PUBLIKAINDONESIA.COM, TOKYO – Sebuah temuan mengejutkan datang dari dunia sains. Peneliti Jepang berhasil membuktikan bahwa tubuh manusia secara alami memancarkan cahaya menyerupai “aura” meskipun tak terlihat oleh mata telanjang.
Fenomena ini dikenal sebagai ultraweak photon emission (UPE), yaitu pancaran cahaya sangat lemah yang diproduksi akibat aktivitas metabolisme sel tubuh.
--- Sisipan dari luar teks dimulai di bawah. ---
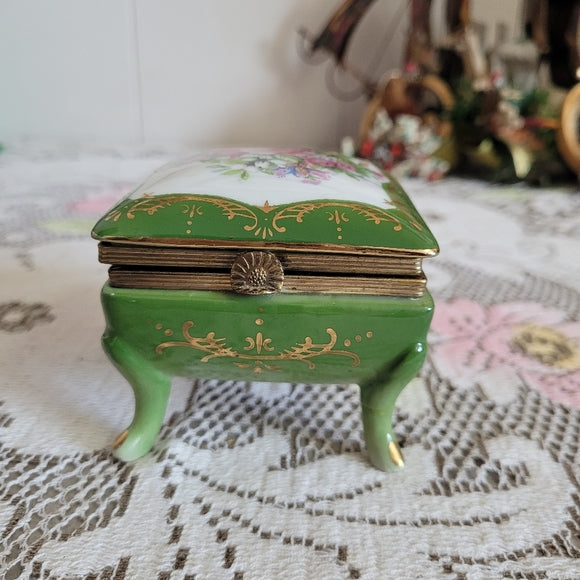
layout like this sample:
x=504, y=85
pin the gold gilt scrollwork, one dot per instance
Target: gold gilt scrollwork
x=265, y=221
x=259, y=350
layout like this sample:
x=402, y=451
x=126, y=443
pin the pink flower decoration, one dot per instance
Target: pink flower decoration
x=534, y=341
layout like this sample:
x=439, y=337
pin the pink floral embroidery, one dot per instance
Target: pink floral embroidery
x=532, y=340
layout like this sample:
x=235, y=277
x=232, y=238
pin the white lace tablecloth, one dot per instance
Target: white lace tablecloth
x=255, y=481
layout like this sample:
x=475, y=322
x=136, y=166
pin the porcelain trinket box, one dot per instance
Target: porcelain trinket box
x=268, y=265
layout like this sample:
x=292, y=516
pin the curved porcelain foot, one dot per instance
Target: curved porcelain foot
x=151, y=389
x=378, y=398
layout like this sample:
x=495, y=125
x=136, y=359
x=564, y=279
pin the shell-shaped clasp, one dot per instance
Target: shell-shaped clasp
x=257, y=273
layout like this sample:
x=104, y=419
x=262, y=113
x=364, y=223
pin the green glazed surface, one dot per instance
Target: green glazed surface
x=271, y=199
x=376, y=342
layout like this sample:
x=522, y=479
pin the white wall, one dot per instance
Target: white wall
x=182, y=72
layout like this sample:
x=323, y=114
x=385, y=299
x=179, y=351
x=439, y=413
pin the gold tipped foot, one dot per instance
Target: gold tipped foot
x=120, y=439
x=396, y=455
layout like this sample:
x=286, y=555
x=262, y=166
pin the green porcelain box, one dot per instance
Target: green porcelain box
x=269, y=265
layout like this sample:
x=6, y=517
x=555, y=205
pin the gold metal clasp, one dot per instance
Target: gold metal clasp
x=257, y=273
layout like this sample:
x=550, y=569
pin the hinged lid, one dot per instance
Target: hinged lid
x=268, y=221
x=271, y=199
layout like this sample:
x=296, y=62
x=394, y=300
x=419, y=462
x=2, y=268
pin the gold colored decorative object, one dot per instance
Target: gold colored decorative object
x=257, y=273
x=284, y=265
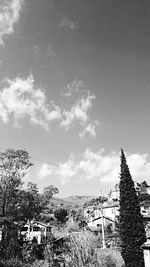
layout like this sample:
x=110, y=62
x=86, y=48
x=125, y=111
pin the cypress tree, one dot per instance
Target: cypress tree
x=131, y=227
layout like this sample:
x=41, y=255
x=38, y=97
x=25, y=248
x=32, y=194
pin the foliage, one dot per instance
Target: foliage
x=61, y=215
x=13, y=164
x=49, y=192
x=108, y=258
x=95, y=201
x=131, y=228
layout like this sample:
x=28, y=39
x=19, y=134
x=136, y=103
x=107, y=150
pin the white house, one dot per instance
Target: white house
x=94, y=215
x=36, y=230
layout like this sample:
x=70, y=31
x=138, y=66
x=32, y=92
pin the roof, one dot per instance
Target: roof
x=40, y=223
x=105, y=217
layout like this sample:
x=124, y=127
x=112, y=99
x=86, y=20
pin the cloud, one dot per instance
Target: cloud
x=19, y=99
x=67, y=23
x=9, y=15
x=78, y=112
x=45, y=171
x=73, y=88
x=89, y=128
x=102, y=166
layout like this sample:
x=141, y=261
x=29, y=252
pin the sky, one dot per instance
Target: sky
x=75, y=88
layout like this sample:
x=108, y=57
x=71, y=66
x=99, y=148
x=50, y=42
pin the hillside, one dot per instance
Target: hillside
x=70, y=202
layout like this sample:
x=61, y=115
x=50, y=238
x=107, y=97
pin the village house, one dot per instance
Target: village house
x=38, y=231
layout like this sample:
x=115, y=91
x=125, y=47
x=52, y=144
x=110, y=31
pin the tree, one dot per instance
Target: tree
x=61, y=215
x=49, y=191
x=13, y=164
x=131, y=227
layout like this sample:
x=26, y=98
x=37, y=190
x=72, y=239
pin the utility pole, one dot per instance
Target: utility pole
x=103, y=232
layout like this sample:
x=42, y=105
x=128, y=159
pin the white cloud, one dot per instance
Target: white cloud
x=101, y=166
x=78, y=112
x=9, y=15
x=19, y=98
x=73, y=88
x=45, y=170
x=89, y=128
x=67, y=23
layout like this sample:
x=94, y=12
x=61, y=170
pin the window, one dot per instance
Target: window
x=25, y=228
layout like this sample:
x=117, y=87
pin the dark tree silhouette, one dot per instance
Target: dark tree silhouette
x=131, y=227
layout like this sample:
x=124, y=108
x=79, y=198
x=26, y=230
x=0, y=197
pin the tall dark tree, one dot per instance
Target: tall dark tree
x=131, y=227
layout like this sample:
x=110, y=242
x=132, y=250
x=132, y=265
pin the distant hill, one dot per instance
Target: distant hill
x=70, y=202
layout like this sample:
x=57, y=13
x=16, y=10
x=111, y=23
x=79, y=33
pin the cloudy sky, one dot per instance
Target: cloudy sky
x=74, y=88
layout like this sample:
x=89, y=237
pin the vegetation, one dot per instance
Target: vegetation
x=131, y=228
x=72, y=244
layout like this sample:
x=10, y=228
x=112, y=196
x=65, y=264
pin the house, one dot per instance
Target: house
x=109, y=211
x=36, y=230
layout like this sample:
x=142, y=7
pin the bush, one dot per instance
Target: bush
x=14, y=262
x=108, y=258
x=61, y=215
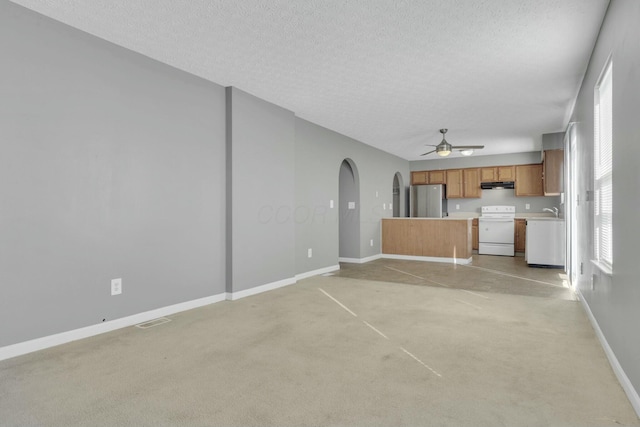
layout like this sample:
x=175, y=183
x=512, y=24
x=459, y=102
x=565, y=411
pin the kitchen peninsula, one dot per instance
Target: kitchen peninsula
x=428, y=239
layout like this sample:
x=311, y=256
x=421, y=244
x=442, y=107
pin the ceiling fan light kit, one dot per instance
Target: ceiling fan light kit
x=444, y=148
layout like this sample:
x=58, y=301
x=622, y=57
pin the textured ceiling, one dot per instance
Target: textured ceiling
x=389, y=73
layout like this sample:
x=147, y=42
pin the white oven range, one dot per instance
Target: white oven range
x=496, y=228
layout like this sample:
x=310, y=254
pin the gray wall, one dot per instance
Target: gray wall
x=319, y=153
x=112, y=166
x=614, y=300
x=492, y=197
x=475, y=161
x=261, y=141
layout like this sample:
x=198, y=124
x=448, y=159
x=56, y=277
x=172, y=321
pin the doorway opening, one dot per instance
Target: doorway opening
x=349, y=211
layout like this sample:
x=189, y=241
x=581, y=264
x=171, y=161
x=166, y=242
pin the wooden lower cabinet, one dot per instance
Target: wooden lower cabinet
x=520, y=238
x=475, y=238
x=429, y=237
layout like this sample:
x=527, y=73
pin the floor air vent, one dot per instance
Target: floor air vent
x=152, y=323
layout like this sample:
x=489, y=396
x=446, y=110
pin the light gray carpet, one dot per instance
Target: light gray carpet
x=332, y=351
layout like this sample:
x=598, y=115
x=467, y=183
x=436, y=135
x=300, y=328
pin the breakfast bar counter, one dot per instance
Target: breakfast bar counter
x=429, y=239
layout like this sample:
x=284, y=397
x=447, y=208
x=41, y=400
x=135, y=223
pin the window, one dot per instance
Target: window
x=603, y=169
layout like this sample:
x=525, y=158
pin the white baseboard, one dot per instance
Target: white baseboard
x=628, y=388
x=360, y=260
x=232, y=296
x=318, y=272
x=30, y=346
x=430, y=259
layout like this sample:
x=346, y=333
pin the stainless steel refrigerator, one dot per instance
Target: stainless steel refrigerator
x=428, y=201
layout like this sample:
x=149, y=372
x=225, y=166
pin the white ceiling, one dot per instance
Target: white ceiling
x=389, y=73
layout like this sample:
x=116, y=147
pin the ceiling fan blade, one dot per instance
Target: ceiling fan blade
x=428, y=152
x=467, y=147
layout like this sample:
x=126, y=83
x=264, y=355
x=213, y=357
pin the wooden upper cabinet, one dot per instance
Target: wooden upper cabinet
x=529, y=180
x=506, y=173
x=419, y=177
x=553, y=172
x=488, y=174
x=498, y=173
x=454, y=184
x=471, y=180
x=437, y=177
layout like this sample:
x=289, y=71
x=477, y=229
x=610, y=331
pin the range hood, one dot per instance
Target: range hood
x=497, y=185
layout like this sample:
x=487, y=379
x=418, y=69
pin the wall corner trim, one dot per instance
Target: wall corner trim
x=632, y=393
x=42, y=343
x=318, y=272
x=461, y=261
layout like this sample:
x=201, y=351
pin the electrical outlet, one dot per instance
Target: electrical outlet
x=116, y=286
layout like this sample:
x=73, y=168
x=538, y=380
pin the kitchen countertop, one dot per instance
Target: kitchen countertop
x=519, y=215
x=447, y=218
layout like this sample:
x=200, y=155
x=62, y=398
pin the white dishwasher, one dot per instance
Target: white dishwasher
x=546, y=242
x=496, y=230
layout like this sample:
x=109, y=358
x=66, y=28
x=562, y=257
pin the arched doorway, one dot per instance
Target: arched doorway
x=349, y=208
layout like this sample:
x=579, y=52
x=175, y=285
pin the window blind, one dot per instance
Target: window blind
x=603, y=168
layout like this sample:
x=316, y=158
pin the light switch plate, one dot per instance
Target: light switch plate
x=116, y=286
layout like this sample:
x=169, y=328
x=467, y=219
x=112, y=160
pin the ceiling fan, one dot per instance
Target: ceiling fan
x=444, y=148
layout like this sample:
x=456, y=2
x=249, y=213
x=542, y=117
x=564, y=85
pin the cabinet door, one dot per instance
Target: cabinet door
x=454, y=184
x=552, y=176
x=488, y=174
x=420, y=177
x=437, y=177
x=529, y=180
x=520, y=237
x=506, y=173
x=471, y=179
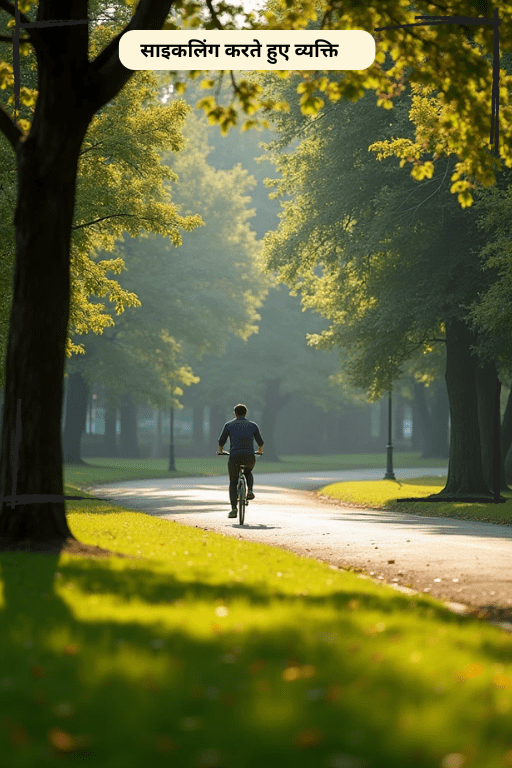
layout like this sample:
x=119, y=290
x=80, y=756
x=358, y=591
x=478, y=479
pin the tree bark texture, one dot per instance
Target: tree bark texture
x=506, y=438
x=486, y=392
x=465, y=476
x=76, y=417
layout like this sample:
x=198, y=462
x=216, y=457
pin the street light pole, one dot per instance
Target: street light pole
x=172, y=466
x=390, y=475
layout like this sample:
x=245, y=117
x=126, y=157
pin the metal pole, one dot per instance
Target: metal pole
x=390, y=475
x=172, y=466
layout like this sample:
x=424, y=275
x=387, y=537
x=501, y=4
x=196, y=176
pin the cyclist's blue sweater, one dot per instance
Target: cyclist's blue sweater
x=241, y=433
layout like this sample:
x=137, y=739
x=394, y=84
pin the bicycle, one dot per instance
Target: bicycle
x=241, y=489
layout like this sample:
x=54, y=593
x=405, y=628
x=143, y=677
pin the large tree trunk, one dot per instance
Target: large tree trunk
x=273, y=402
x=76, y=416
x=47, y=166
x=465, y=476
x=70, y=90
x=128, y=440
x=506, y=439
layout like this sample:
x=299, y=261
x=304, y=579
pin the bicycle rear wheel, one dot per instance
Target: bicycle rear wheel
x=242, y=496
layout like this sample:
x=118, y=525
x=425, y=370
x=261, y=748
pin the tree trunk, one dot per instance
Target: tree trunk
x=465, y=476
x=47, y=168
x=273, y=402
x=486, y=391
x=76, y=416
x=110, y=449
x=506, y=437
x=71, y=89
x=128, y=443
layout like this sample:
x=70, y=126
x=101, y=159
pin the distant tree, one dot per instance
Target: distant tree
x=390, y=265
x=193, y=298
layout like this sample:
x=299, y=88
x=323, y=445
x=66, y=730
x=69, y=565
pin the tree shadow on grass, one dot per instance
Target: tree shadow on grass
x=121, y=692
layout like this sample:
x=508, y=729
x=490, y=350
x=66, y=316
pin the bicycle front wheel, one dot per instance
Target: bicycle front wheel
x=242, y=496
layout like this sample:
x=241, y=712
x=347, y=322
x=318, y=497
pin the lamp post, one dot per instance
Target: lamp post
x=172, y=466
x=390, y=475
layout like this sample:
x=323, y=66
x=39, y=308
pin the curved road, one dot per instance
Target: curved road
x=458, y=561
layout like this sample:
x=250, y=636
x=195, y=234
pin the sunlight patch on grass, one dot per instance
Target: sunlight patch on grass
x=144, y=661
x=383, y=494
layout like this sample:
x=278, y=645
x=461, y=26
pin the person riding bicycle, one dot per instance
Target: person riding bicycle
x=241, y=433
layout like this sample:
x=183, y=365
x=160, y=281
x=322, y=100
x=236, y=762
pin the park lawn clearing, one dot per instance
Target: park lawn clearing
x=383, y=494
x=204, y=651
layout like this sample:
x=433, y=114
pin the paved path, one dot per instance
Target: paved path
x=456, y=560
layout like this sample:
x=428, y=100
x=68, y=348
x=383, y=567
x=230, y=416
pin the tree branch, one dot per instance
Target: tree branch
x=106, y=74
x=11, y=132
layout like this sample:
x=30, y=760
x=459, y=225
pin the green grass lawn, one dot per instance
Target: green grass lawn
x=383, y=494
x=98, y=470
x=205, y=651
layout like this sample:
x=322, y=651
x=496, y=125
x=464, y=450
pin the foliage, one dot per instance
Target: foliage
x=492, y=312
x=370, y=252
x=194, y=296
x=434, y=59
x=122, y=190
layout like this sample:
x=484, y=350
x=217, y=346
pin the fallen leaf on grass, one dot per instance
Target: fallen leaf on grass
x=502, y=681
x=299, y=673
x=453, y=760
x=64, y=742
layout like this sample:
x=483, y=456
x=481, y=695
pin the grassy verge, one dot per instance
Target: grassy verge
x=209, y=652
x=383, y=494
x=111, y=470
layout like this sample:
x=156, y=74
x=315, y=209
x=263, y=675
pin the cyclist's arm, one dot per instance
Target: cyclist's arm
x=223, y=437
x=259, y=440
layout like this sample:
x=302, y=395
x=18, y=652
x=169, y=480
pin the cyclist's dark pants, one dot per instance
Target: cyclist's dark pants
x=234, y=467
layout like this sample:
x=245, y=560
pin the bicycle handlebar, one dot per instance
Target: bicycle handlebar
x=226, y=453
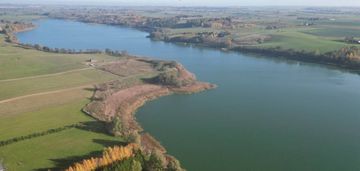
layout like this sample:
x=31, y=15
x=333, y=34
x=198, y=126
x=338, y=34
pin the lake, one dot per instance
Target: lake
x=266, y=114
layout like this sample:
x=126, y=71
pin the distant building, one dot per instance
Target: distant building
x=91, y=60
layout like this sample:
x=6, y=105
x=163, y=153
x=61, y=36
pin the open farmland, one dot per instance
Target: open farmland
x=43, y=91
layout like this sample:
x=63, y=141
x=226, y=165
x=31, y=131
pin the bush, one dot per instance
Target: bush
x=156, y=161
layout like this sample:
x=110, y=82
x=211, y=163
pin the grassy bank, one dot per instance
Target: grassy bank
x=56, y=87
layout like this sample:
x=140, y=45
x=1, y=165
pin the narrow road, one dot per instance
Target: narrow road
x=61, y=90
x=44, y=93
x=46, y=75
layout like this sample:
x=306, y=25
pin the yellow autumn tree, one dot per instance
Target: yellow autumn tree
x=110, y=156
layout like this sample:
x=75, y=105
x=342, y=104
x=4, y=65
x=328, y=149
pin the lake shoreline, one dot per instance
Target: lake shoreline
x=328, y=58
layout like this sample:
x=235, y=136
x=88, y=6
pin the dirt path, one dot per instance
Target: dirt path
x=44, y=93
x=62, y=90
x=46, y=75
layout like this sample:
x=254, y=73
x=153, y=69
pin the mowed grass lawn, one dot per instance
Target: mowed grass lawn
x=39, y=113
x=9, y=89
x=16, y=62
x=47, y=151
x=292, y=39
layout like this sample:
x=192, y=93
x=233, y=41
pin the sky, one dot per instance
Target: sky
x=195, y=2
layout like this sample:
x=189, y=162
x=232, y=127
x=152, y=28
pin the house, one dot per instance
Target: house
x=91, y=60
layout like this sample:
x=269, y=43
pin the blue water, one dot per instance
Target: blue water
x=267, y=114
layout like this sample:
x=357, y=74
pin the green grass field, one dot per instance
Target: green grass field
x=297, y=40
x=62, y=96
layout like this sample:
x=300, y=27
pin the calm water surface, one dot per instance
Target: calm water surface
x=266, y=114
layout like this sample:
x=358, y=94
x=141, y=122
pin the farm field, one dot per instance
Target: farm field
x=52, y=88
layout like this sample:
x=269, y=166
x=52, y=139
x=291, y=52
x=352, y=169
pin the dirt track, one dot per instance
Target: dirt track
x=46, y=75
x=44, y=93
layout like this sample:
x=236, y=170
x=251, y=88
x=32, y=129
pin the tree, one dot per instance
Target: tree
x=156, y=161
x=174, y=165
x=116, y=126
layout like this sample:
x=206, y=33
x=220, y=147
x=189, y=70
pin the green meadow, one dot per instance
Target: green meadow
x=53, y=89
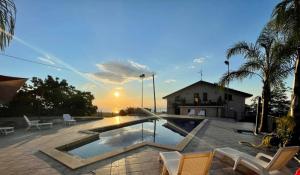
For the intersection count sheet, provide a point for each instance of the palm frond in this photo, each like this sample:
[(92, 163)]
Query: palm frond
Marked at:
[(248, 50), (235, 75), (7, 22)]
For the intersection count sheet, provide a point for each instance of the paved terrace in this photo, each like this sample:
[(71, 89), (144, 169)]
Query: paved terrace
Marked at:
[(19, 152)]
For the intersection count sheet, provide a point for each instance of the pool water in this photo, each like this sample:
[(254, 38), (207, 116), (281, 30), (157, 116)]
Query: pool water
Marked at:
[(156, 131)]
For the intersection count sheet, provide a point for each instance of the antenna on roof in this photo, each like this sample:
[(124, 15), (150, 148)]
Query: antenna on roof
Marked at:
[(200, 72)]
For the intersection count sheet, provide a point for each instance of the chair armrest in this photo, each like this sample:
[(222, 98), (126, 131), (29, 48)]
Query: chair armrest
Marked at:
[(34, 121), (249, 161), (262, 155)]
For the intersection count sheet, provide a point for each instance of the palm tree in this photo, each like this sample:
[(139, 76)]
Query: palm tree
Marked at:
[(265, 59), (7, 22), (286, 15)]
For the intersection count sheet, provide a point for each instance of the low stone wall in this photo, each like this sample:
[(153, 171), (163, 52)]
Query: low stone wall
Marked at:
[(19, 122)]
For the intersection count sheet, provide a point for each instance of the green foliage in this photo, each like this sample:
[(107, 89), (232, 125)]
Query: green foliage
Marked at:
[(50, 97), (7, 22), (279, 104), (284, 129)]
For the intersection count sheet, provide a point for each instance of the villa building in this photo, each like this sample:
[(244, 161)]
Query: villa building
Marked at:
[(207, 99)]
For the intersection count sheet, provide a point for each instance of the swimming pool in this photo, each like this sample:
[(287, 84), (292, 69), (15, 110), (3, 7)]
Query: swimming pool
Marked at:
[(162, 131)]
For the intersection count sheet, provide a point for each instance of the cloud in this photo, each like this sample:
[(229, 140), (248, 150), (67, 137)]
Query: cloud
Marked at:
[(170, 81), (46, 60), (88, 86), (199, 60), (119, 72)]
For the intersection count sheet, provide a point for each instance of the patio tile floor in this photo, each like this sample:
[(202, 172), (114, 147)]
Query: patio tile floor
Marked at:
[(19, 152)]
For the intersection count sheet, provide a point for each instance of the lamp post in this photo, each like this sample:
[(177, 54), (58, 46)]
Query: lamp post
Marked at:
[(227, 105), (154, 98), (227, 63), (142, 76)]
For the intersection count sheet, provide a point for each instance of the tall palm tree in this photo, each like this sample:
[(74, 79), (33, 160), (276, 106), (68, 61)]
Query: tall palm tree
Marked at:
[(265, 59), (7, 22), (287, 17)]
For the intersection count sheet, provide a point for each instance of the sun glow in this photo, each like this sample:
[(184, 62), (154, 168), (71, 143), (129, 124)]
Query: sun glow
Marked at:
[(116, 94)]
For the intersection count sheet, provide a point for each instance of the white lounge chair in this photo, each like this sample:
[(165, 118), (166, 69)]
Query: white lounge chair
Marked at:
[(6, 130), (189, 164), (68, 119), (36, 123), (257, 164), (192, 112)]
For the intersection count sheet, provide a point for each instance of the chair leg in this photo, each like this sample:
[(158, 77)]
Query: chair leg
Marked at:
[(164, 171), (28, 128)]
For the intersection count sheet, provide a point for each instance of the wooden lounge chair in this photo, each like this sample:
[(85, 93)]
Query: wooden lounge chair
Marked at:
[(36, 123), (6, 130), (257, 164), (192, 112), (68, 119), (175, 163)]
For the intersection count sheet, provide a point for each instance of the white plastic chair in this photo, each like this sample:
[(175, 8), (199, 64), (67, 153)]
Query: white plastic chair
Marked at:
[(189, 164), (68, 119), (6, 130), (192, 112), (36, 123), (257, 164)]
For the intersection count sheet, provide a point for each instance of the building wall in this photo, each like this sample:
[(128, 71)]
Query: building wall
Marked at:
[(236, 107), (210, 111)]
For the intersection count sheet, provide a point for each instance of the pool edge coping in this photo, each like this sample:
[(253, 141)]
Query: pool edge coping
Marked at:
[(75, 162)]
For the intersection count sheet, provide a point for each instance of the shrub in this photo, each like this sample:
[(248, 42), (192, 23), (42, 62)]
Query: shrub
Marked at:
[(284, 129)]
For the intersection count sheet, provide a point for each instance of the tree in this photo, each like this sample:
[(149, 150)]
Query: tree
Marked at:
[(50, 97), (279, 104), (266, 59), (286, 15), (7, 22)]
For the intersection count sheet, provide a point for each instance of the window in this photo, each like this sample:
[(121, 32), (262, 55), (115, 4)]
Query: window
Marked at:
[(196, 99), (202, 112), (228, 97), (204, 96)]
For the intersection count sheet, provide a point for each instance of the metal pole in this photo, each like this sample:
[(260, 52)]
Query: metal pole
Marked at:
[(142, 92), (258, 107), (154, 93), (227, 100), (142, 76)]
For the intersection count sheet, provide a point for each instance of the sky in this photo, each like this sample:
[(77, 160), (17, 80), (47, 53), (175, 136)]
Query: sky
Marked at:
[(103, 46)]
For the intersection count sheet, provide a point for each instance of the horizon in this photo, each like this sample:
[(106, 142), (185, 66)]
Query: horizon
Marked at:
[(103, 46)]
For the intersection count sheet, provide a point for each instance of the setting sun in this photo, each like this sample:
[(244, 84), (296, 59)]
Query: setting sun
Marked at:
[(116, 94)]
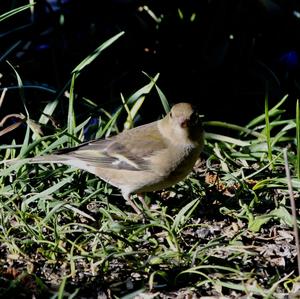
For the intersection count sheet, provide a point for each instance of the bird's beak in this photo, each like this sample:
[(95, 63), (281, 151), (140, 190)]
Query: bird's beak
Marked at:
[(183, 122)]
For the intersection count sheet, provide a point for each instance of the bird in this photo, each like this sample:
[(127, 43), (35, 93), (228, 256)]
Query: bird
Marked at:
[(146, 158)]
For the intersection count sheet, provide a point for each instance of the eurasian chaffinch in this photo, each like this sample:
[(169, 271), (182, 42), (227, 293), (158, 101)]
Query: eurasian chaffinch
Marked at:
[(147, 158)]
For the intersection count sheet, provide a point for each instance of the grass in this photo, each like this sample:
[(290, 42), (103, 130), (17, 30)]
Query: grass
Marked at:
[(227, 230)]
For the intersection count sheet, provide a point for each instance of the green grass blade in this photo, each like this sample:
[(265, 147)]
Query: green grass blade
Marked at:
[(96, 53), (298, 139), (268, 128), (71, 113), (15, 11)]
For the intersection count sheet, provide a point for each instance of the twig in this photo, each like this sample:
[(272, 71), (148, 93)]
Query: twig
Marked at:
[(293, 206)]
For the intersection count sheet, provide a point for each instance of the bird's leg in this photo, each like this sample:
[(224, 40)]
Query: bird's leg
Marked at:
[(142, 200)]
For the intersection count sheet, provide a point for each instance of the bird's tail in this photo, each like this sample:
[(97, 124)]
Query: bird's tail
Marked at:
[(48, 159), (39, 159)]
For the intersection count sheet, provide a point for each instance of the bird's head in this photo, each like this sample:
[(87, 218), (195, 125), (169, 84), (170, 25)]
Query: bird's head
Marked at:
[(185, 122)]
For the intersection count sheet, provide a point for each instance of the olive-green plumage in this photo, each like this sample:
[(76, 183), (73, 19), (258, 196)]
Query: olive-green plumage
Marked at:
[(146, 158)]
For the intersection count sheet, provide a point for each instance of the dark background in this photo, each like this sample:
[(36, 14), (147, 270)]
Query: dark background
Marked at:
[(218, 54)]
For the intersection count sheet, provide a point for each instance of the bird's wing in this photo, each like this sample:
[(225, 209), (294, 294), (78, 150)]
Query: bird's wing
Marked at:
[(129, 150)]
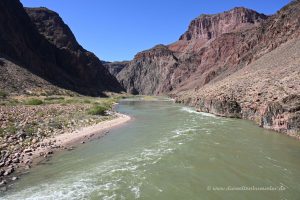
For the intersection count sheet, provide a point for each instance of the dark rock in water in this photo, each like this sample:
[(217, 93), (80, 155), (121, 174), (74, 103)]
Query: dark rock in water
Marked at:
[(3, 183)]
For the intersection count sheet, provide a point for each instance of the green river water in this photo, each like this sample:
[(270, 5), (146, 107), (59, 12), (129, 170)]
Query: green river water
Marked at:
[(170, 152)]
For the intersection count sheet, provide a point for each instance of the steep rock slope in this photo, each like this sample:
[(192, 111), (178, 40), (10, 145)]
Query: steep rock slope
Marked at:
[(63, 64), (115, 67), (195, 52), (246, 68)]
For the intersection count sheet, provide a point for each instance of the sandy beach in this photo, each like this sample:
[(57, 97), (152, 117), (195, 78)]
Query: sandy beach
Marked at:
[(67, 141)]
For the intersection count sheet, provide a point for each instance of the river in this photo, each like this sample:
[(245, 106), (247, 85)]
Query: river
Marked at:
[(169, 151)]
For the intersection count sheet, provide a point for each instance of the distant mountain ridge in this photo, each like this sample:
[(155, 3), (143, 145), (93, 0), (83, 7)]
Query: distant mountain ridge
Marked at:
[(204, 67), (39, 42)]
Temuan ini didokumentasikan oleh tim ilmuwan dari Institut Teknologi Tohoku yang dipimpin oleh Masaki Kobayashi dan Daisuke Kikuchi, bersama Hitoshi Okamura dari Universitas Kyoto.
“Tubuh manusia benar-benar berkilau. Hanya saja, intensitas cahayanya seribu kali lebih lemah dari batas sensitivitas mata manusia,” ungkap para peneliti, seperti dikutip dari Gizmodo.
Bukan Mitos, Tapi Fakta Ilmiah
Untuk membuktikan fenomena ini, para peneliti menggunakan kamera ultra-sensitif berbasis teknologi CCD kriogenik yang telah disempurnakan. Kamera ini mampu menangkap cahaya yang dipancarkan sel-sel tubuh manusia, yang biasanya tersembunyi dari pandangan manusia biasa.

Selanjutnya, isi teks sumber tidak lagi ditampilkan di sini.